You’ll start marveling at the world you’ve always thought you knew. Even in the mundanity of your own neighborhood, another patch in the endless quilt of suburban sprawl. You’ll spot lichen flowering on a stick and marvel at how delicate and beautiful it is. Which makes you want to learn more about what lichen is, exactly. Where you’ll learn that it’s actually the result of two symbiotic organisms: a fungus and algae existing because of each other. The alga photosynthesizes food, providing nutrients for the lichen, the lichen offers a safe place for alga to be – protecting it from ultraviolet rays.

You’ll look down, where your eyes will open to spring bursting around you – the emerald moss and the rain sparkling on greening grasses soaking in the sun and thaw.


And you’ll look up to watch the birds.

As I headed home from my walk, I saw a flock of geese flying over head. An undulating “V” in the sky. I thought about how lucky it must be for the geese at the ends of the two legs of the “V”. Long distance flying must be so easy when you’re catching the draft from all the others up ahead. How tiring it must be for the ones at the front. Carrying the load of air resistance over miles and miles. 


The sky was a downy gray, and their movement felt like a dance just for me, so I stopped to watch them. I observed the geese periodically shifting positions. Sometimes the “V” became an “A”. It occurred to me that maybe the goose at the front wasn’t always the goose at the front. That the constant switching toward the front of the flock was to give the leaders a break.


When I got home, I did some Googling – and found this from the L.A. Times: Birds Flying in a V Take Turns in the Top Spot, Study Finds.
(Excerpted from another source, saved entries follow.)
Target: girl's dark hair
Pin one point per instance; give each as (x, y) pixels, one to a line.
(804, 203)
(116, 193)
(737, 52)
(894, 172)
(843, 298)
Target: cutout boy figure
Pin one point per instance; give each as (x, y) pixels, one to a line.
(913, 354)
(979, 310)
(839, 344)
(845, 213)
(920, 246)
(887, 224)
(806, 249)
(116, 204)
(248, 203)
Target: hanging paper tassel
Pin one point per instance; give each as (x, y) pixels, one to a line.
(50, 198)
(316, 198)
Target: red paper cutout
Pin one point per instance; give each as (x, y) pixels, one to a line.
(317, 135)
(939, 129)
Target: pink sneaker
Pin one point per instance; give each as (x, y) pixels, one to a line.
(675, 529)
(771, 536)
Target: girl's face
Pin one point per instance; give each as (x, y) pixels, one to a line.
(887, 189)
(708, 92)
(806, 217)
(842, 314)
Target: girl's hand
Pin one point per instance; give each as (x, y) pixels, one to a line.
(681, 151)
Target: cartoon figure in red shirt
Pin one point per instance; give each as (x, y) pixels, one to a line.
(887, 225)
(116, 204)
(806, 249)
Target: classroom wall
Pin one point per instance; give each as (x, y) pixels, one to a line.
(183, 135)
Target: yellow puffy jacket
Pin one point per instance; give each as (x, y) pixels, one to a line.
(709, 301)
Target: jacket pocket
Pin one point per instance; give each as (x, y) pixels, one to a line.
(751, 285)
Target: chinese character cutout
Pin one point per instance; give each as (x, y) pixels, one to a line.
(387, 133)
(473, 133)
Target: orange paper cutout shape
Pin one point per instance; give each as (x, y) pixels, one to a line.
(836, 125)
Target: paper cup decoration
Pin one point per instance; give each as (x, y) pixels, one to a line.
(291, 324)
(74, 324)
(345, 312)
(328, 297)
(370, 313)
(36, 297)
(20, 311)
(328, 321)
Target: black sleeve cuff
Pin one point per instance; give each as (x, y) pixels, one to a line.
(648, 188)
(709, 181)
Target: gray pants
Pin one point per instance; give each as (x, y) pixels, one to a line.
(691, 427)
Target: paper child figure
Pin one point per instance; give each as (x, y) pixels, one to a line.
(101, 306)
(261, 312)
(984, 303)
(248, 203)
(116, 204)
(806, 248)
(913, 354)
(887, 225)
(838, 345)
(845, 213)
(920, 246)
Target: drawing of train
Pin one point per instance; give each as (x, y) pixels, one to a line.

Researches tracked flocks of Northern bald ibises and found that when flying long distances, there was no one bird that took the front spot for long periods of time; instead, they’d spend seconds or a minute in that position, before rotating with neighbors.


“All the birds contribute almost equally to the investment in leading the flock,” biologist Bernhard Voelkl said.


Watching the birds made me think about how dependent we are on each other. Like lichens. Like our dependence on this microscopic ocean creatures for breath. 


And how we’re stronger when we work together. And how it’s too wearying for any one of us to lead the flock for long periods of time. We each have to take our turn, then we each have to move aside for the next leader. 


As tumultuous as life feels in our country, in our world right now, it’s hard not to feel as if we have to race to the front of the flock to take a stand – to be the tip of the spear of progress and change. I don’t know about you, but I’m not so sure I have a clear picture about what I’d do up there in the front. Not yet anyway. But I think I’ll know when it’s my turn to take the lead. And in the meantime, the birds in the middle are no less critical. They provide draft for those behind them. And those birds help the ones behind them. We all carry each other that way. 


What does any of this have to do with the other thing? What does lying awake at night have to do with phytoplankton? What does phytoplankton have to do with relativity? What does lichen have to do with bird formations? Maybe nothing more than a jumbled compilation of the things that catch my attention in a day. You know how I love attempting to weave discordant things together into neat little packages. Hoping to find harmony where maybe there is none to be found. 


Maybe the only common thread is me and the next shiny thing.  


But maybe not. 


Maybe it’s that we’re better together. We’re better as a species when we collaborate. Maybe it’s that we really need each other to survive. And not only each other, but the other living things that surround us – even the tiniest organisms. The planet is this living, breathing thing that shapes us as we shape it. Symbiosis is beautiful. And we needn’t feel so small and powerless in this vast universe. We all play a role. Even when we don’t know what it is.


Maybe the thread is just to be curious. To observe the world around you. To be open to the lessons it’s trying to teach you. Our daily existence as the classroom for the very meaning of who we are and why we are here.


Those answers that are so complex they require a lifetime to digest. The ones that you get when you come back to your breath. 

The answers to the things that keep you awake at night.